Fear of the unknown is something that is hardwired into everyone. That fear of vague shapes that go bump in the dark is what drives director John Carpenter’s 1978 horror classic Halloween. With its pale-masked killer moved silently through the new, killing his victims with impassive, almost unnoticing eyes, the film spawned a franchise of an additional eight installments of varying quality.
But despite, or maybe because of the series long popularity, the producers have taken a cue from last year’s James Bond franchise reboot Casino Royale, they have brought in rocker turned writer/director Rob Zombie to take us back to the formative years of Michael Myers and retell the story of Michael Myers’ first night of murder. The result is a film that is much a psychological horror film as it is a straight forward slasher. But is this what fans want- Michael Myers, figuratively and at one point nearly literally, on a shrink’s couch?
Using the film’s entire first act as an extended prologue to show audiences what forces formed the famous screen slasher, Zombie gives us Michael, played with a disturbing conviction by Daeg Faerch, as the middle child in a rather fractured family living in the suburbia of Haddonfield, Illinois.

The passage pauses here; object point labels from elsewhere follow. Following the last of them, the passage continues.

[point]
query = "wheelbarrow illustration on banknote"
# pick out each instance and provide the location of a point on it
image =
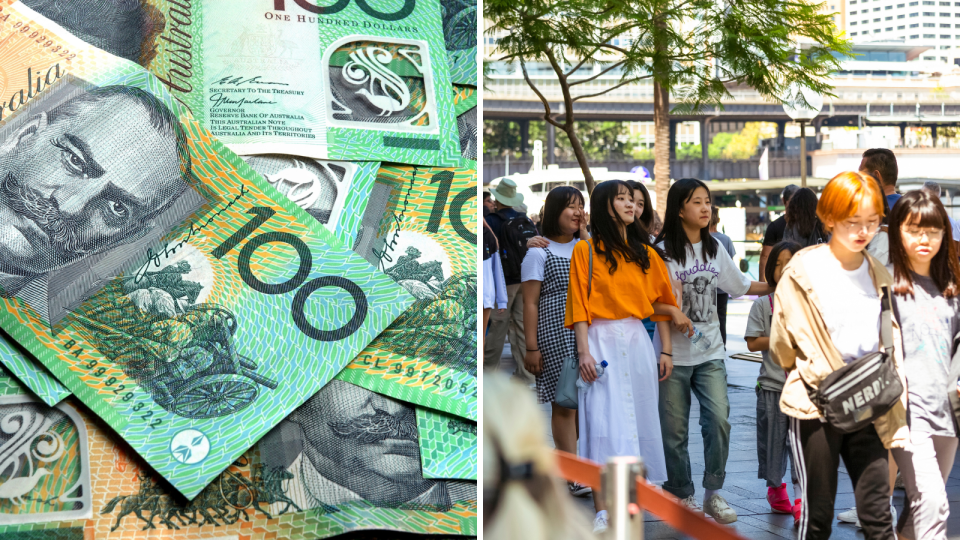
(182, 352)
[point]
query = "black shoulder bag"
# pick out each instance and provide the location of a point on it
(567, 394)
(855, 395)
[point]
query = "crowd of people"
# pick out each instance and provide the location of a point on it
(856, 317)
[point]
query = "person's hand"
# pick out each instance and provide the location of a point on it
(537, 241)
(533, 361)
(588, 367)
(666, 366)
(682, 323)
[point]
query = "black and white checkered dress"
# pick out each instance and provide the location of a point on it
(555, 341)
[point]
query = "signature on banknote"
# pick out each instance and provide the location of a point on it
(219, 99)
(238, 81)
(383, 255)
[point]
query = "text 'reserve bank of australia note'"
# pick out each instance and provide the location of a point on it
(355, 80)
(66, 475)
(420, 228)
(154, 273)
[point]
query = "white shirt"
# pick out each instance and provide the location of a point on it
(531, 269)
(956, 228)
(700, 280)
(850, 303)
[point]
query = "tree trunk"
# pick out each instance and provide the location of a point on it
(661, 145)
(571, 132)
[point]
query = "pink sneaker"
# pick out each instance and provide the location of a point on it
(779, 500)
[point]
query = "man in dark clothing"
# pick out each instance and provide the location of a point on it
(488, 206)
(881, 164)
(776, 229)
(510, 321)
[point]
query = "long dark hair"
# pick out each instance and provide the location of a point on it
(556, 202)
(674, 238)
(646, 217)
(802, 213)
(944, 268)
(770, 268)
(607, 238)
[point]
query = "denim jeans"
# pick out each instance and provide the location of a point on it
(709, 382)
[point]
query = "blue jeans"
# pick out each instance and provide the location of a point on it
(709, 382)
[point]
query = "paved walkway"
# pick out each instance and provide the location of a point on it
(742, 489)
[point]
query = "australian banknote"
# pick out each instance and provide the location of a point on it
(465, 106)
(420, 228)
(163, 281)
(66, 475)
(448, 445)
(335, 193)
(353, 80)
(460, 37)
(26, 368)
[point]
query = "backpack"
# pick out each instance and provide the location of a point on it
(513, 237)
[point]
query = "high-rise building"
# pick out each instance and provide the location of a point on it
(930, 23)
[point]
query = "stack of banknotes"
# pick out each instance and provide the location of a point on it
(237, 268)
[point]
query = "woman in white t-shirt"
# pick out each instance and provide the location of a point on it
(545, 274)
(696, 261)
(826, 314)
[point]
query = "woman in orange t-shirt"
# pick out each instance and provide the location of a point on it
(618, 412)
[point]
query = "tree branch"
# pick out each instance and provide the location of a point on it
(581, 81)
(583, 61)
(543, 99)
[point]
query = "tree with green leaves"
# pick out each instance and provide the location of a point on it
(692, 51)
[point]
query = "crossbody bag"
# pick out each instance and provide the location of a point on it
(855, 395)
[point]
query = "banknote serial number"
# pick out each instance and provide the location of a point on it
(429, 377)
(121, 393)
(24, 28)
(456, 426)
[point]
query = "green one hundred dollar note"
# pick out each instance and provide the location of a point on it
(460, 37)
(354, 80)
(448, 445)
(44, 385)
(163, 281)
(68, 476)
(420, 228)
(335, 193)
(465, 104)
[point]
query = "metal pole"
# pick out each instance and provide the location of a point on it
(619, 483)
(803, 155)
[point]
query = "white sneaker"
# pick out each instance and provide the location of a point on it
(717, 508)
(850, 516)
(691, 503)
(578, 490)
(600, 524)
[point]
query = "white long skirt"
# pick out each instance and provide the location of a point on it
(619, 413)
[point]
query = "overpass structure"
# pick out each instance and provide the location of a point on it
(886, 85)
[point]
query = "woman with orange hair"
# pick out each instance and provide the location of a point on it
(827, 313)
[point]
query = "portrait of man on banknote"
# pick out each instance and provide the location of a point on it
(347, 444)
(83, 171)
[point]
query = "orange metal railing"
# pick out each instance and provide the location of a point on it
(662, 505)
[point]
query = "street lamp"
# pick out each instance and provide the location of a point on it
(802, 105)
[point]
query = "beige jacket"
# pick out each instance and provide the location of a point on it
(801, 343)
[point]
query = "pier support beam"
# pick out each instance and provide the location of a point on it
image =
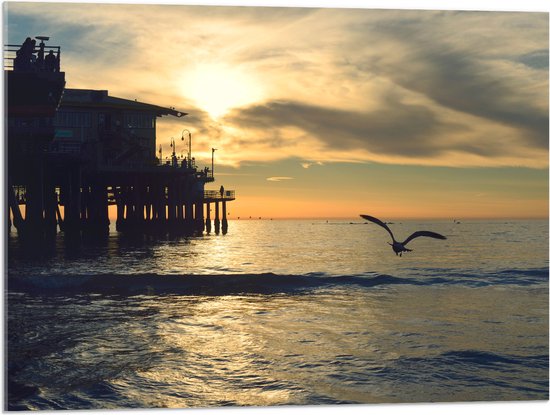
(224, 217)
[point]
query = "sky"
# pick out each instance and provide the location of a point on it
(324, 112)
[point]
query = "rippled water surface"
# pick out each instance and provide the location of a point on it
(282, 312)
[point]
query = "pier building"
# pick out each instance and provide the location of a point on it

His father has died some time earlier and in his place is a drunken abusive man his mother is involved with. While his older sister is supposed to take care of him while mother Myers is at work, she ignores him in favor of having sex with her boyfriend. While his mother tries to keep the family together, her job at the local strip club brings a separate set of problems for Michael at school. It is this combination of factors that slowly erode the young 10-year-old’s soul until one Halloween night he brutally and coldly kills his step father, his sister and her boyfriend.
Following a trial, Myers is committed to a sanitarium where Dr. Dam Loomis (Malcolm McDowell) tries to heal the boy’s shattered psyche. Over time he realizes that there is no help for the boy and sees to it that Michael remains incarcerated for the rest of his life. Fifteen years pass and Michael Myers (Taylor Mane) grows up to be a hulking, now mute, behemoth. He manages to escape and immediately makes his way back to his hometown in search of his sister (Scout Taylor-Compton) with Loomis in hot pursuit.
By now a seasoned horror vet, Zombie displays a fairly restrained hand here compared to his much higher stylized House Of 1000 Corpses (2003) and The Devil’s Rejects (2005). He still makes several interesting choices. Two highly emotional scenes in the film’s first half are allowed to play out almost in pantomime while sirens blare on the soundtrack. Another scene, set on the evening young Michael Myers will kill part of his family, Zombie shows the boy sitting alone on the curb, while the other neighborhood children enjoy their night of trick-or-treating around him. Is he asking us to sympathize with young Myers as we are made privy to the last moments of humanity slipping away from the child?
But this film is not all reinvention. Several key elements and set pieces from Carpenter’s original remain. Unfortunately, once the adult Michael Myers returns to Haddonfield, Zombie follows the original a bit too closely. Audiences familiar with the original will find the similarities undercut any sense of tension Zombie is trying to build. But still, Zombie knows his material, and the by extension the horror genre in general, quite well and packs his cast with many genre vets, even pulling better-than-usual performances from some.
While interesting and an often energetic revisit to the original material, Zombie’s Halloween is no threat to the classic status of the original. There are several holes in the script’s logic that stand out. Zombie spends plenty of time establishing why the young Michael Myers would kill the family members he does, but makes sure to show that Myers spares his baby sister, due to her innocence. Then why is his first act upon escaping from the sanitarium to return to his hometown to kill his now-teenaged sister? For that matter, how does he even identify her? How does he gain access to some of the houses he commits his murders in?
While the dark, unknowable Shape of the original Halloween delivered plenty of scares, the spotlight that Zombie shines on it to reveal a much more dimensional Michael Myers is equally scary in its own way. Unfortunately, that light also illuminates some other faults that keep this new version from reaching the same heights as Carpenter’s original.